Si l'argent européen peut contribuer à l'instauration d'une paix durable au Moyen-Orient, le bloc deviendra un acteur important dans la région.
Mais un autre scénario est également possible.
Le plan Trump stipule que Gaza sera gouvernée de manière temporaire et transitoire par un comité "technocratique et apolitique" composé "d'experts palestiniens et internationaux qualifiés".
Le contrôle et la supervision seront assurés par un organe transitoire, le "Conseil de la paix", qui sera dirigé par M. Trump et dont les autres membres seront annoncés ultérieurement.
L'ancien Premier ministre britannique Tony Blair en ferait partie.
Aucun dirigeant de l'Union européenne n'est mentionné dans le plan et il n'est pas certain que des personnalités de l'Union européenne rejoindront le Conseil à l'avenir.
En outre, sous la direction des États-Unis, une force internationale de stabilisation (FIS) temporaire sera mise en place et immédiatement déployée dans la bande de Gaza.
Les États-Unis ne fourniront apparemment pas de personnel militaire, mais d'autres pays ont été mentionnés comme faisant partie de la FSI : l'Égypte, le Qatar, la Turquie, pour ne citer que les plus importants.

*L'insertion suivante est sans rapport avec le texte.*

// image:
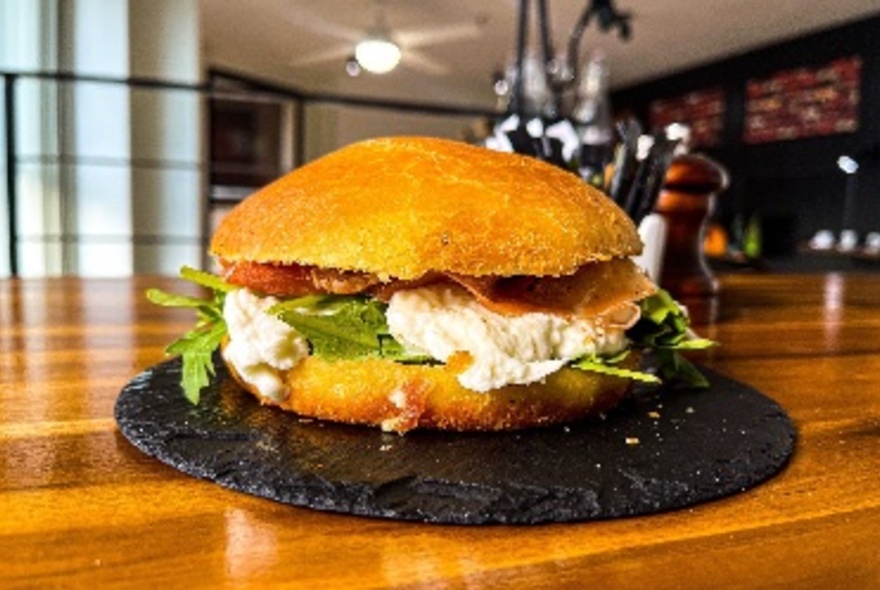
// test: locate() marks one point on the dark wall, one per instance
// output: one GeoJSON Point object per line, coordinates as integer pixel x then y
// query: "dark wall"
{"type": "Point", "coordinates": [794, 186]}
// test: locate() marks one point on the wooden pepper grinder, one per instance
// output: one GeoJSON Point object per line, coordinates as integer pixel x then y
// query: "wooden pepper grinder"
{"type": "Point", "coordinates": [686, 201]}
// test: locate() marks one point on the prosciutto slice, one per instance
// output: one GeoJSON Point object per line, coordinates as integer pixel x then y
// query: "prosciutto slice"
{"type": "Point", "coordinates": [596, 288]}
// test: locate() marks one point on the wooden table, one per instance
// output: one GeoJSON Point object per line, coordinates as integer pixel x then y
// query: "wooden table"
{"type": "Point", "coordinates": [79, 506]}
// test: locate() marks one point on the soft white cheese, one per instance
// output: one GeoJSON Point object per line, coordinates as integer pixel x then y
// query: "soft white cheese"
{"type": "Point", "coordinates": [443, 319]}
{"type": "Point", "coordinates": [260, 345]}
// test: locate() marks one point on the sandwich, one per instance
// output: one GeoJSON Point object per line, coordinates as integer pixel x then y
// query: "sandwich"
{"type": "Point", "coordinates": [415, 282]}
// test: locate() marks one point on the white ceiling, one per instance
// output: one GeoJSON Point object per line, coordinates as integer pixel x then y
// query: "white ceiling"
{"type": "Point", "coordinates": [282, 40]}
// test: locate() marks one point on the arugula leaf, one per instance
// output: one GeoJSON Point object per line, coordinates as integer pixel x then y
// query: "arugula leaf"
{"type": "Point", "coordinates": [343, 327]}
{"type": "Point", "coordinates": [197, 346]}
{"type": "Point", "coordinates": [664, 328]}
{"type": "Point", "coordinates": [196, 349]}
{"type": "Point", "coordinates": [606, 366]}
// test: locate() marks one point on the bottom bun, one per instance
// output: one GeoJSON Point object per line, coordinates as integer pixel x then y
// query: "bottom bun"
{"type": "Point", "coordinates": [399, 397]}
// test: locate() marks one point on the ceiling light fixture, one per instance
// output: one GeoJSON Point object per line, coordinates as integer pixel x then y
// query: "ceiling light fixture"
{"type": "Point", "coordinates": [377, 54]}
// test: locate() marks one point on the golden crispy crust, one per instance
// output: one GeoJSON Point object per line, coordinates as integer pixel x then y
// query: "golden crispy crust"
{"type": "Point", "coordinates": [402, 207]}
{"type": "Point", "coordinates": [399, 397]}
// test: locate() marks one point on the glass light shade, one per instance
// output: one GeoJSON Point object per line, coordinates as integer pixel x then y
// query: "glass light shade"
{"type": "Point", "coordinates": [379, 56]}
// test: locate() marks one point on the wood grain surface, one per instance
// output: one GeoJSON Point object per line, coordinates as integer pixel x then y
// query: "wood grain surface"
{"type": "Point", "coordinates": [80, 507]}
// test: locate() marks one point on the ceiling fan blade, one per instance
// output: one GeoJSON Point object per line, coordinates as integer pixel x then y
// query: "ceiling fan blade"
{"type": "Point", "coordinates": [421, 62]}
{"type": "Point", "coordinates": [338, 53]}
{"type": "Point", "coordinates": [303, 18]}
{"type": "Point", "coordinates": [448, 34]}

Une fois de plus, les nations européennes ne sont pas dans le coup - pour l'instant. C'est important, car celui qui aura des bottes sur le terrain aura potentiellement plus de poids politique.
Il est trop tôt pour dire quelle sera l'influence de l'Europe dans le futur Moyen-Orient et si le bloc sera capable de surmonter les profondes divisions qui ont façonné sa diplomatie dans la région.
Et si l'argent seul fera la différence.